2026 winter olympics women's single skating free skating: Nakai's surprise lead sets up dramatic Thursday finale
Seventeen-year-old Ami Nakai exploded onto the Olympic stage with a high-energy short program that put her atop the leaderboard and turned the women's event into one of the must-see sessions of these Games. The free skating on Thursday (ET) will decide medals in what has become a tightly packed and deeply compelling competition.
Nakai stuns field with veteran poise and big jumping content
Nakai, the youngest skater in the 29-competitor field, opened with a breathtaking triple axel and followed with the technical ammunition that elite judges reward. Landing a triple lutz–triple toe loop combination and executing clean rotation throughout, she posted a season- and personal-best short program score that pushed three-time world champion Kaori Sakamoto into second and reigning world champion Alysa Liu into contention behind them.
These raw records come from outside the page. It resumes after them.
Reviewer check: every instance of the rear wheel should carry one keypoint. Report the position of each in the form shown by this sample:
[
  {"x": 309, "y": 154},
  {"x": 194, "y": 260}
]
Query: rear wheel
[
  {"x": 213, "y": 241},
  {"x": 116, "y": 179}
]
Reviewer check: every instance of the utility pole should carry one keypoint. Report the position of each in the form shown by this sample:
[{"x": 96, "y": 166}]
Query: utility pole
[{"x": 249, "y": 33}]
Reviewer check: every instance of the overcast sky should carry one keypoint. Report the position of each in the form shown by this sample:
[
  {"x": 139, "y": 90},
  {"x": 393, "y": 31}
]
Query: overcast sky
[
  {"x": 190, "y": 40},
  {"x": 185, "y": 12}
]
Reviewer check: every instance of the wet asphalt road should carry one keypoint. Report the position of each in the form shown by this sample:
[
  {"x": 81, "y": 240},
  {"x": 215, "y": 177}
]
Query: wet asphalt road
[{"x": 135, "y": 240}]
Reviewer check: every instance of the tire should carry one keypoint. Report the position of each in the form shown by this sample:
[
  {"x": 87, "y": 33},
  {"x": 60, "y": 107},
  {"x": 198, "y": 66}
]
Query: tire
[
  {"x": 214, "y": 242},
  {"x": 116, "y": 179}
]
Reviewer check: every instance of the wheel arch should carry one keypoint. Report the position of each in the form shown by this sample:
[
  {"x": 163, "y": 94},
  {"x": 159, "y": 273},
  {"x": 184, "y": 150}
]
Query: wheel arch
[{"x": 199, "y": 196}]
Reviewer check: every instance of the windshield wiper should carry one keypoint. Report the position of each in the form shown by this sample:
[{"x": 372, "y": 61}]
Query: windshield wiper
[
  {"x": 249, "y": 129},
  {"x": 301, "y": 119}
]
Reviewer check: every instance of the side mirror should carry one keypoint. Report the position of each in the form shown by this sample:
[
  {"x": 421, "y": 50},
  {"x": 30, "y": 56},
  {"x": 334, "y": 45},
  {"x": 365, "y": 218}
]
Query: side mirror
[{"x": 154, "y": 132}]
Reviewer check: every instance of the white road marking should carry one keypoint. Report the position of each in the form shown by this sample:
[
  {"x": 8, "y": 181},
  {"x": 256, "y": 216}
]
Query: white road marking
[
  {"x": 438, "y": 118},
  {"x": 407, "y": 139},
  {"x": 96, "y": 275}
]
Her run-up to the Olympics had been brief on the senior circuit, a result of rule changes that raised the minimum age threshold; that limited international exposure made her rise all the more striking. Nakai’s lower world ranking also placed her earlier in the starting order—18th of 29—yet she turned that middle-of-the-pack draw into an advantage, delivering a confident performance that included broad smiles and a celebratory fist pump at the final pose.
Podium permutations and Japan's chance at a sweep
Japan’s women arrive at the free skate with momentum. Sakamoto, 25, remains a dominant presence after multiple world titles and an Olympic bronze in 2022. Her short program was elegant and emotive, and she acknowledged that small errors left room for improvement. Sakamoto has signaled that this season is her last, making Thursday's free skating potentially the final competitive program of a storied career.
Alysa Liu, who returned to the sport after a break and later captured a world title, sits close enough on the leaderboard to stay a realistic gold medal threat. Her short program featured solid jump content and high levels of execution that put her squarely in medal range. Other contenders, including Mone Chiba, also landed strong short programs and keep the prospect of an all-Japanese podium alive—a feat never achieved in Olympic women's figure skating.
The Americans had mixed results in the short program. While Liu kept the U. S. in the hunt, teammates struggled to match the top technical scores; missed levels and under-rotations left a gap to bridge in the free skate. For the United States, a podium return in the women's event remains possible but will require near-flawless long programs under pressure.
Free skate scenario: what to watch on Thursday (ET)
The 24-minute free skating segment will be decisive. With technical difficulty stacked at the top, skaters who combine clean triple axels or consistent quad-level content with strong component scores will have the clearest path to medals. Nakai must reproduce or improve upon her short program's jump success, while Sakamoto and Liu will aim to use experience and higher base values to overtake the leader.
Judges will reward both risk and polish. Under-rotations, edge calls and level downgrades on spins and step sequences can swing standings sharply. Expect tactical decisions from a handful of skaters: some will add risky elements in pursuit of gold, others will skate conservatively to secure a podium spot. The outcome could also hinge on program component marks—interpretation, skating skills and performance quality—which often separate top-scoring skaters when technical scores are close.
Thursday's free skating (ET) promises drama: a teenager who has outperformed expectations, a decorated champion skating potentially for the last time, and a field deep enough that small mistakes will cost medals. For viewers and neutrals, it is a rare, electric finish to the women's singles competition at these Games.